Settlement in West End increased after Thomas F. Lloyd of Chapel Hill built the Alberta Cotton Mill next to the railroad depot in 1898. Julian Shakespeare Carr bought this and other nearby buildings in 1909, adding them to the network of mills that became the Durham Hosiery Mills.
West End was incorporated in 1911 and renamed Venable in honor of chemistry professor and UNC president Francis Preston Venable. Just two years later, the town was renamed Carrboro after Carr began providing streets and electric power to the community and expanding the mill buildings. The original mill changed hands several times over the succeeding decades, closing in 1930.
The Carrboro Board of Aldermen intended to have it demolished in 1975 until a community petition and fund-raising effort provided for its restoration as Carr Mill Mall. Today, this restored Mall is one of the most unique in the Triangle, offering shops, art galleries and artisan crafts in a fully renovated industrial style architectural Mill building.
The railroad depot in Carrboro also served the local lumber industry, and Carrboro became a major hub in the hardwood cross-tie market.
Some of the most distinctive architectural treasures of Carrboro are its approximately 150 mill houses constructed in the 1910s-30s.

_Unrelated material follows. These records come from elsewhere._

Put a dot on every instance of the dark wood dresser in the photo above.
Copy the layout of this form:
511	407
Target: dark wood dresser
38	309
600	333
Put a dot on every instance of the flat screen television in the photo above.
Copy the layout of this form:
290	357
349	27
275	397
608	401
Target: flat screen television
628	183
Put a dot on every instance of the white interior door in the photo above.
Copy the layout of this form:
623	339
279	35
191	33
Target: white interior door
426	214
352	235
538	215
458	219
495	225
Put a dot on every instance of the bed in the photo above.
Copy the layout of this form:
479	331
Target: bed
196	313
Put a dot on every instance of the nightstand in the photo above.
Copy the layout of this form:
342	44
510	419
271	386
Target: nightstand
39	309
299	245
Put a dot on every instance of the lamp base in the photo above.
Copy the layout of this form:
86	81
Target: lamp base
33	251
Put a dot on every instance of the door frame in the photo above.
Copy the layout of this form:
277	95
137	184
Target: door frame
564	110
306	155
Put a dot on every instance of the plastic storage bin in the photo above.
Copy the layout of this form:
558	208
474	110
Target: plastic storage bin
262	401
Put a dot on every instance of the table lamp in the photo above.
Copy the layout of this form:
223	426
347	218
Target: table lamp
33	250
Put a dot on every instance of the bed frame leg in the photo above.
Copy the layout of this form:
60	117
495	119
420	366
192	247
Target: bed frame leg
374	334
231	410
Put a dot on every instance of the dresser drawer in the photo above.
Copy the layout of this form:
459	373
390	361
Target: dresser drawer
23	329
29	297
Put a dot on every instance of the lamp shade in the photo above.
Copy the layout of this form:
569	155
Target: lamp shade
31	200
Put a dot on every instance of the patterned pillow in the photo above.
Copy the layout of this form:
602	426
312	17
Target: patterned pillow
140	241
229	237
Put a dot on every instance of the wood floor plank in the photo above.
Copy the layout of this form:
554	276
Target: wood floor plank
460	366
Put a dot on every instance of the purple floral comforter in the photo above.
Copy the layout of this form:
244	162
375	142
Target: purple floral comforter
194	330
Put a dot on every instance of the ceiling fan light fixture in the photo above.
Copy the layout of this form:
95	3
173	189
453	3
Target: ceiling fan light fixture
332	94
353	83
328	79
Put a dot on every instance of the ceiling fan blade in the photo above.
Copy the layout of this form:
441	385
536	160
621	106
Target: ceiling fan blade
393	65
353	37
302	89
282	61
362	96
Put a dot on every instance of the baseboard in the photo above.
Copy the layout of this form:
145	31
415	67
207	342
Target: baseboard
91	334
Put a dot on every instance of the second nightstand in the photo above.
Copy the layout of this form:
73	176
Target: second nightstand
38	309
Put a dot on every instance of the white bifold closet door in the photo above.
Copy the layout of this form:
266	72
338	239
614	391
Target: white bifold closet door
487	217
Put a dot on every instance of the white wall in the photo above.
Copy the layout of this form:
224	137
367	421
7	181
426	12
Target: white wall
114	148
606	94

Twenty-eight of the remaining mill homes have been restored and coveted, since numerous ones have been razed. The homes were originally built by Lloyd and Carr for their workers and their families.
The relationship of Carrboro to Chapel Hill is similar to that of the East End to New York City. This distinctive community is home to visionaries, artists, writers and musicians, who collectively transform the spirit of the town into a hub for artistic creativity, cultural diversity and free thinking.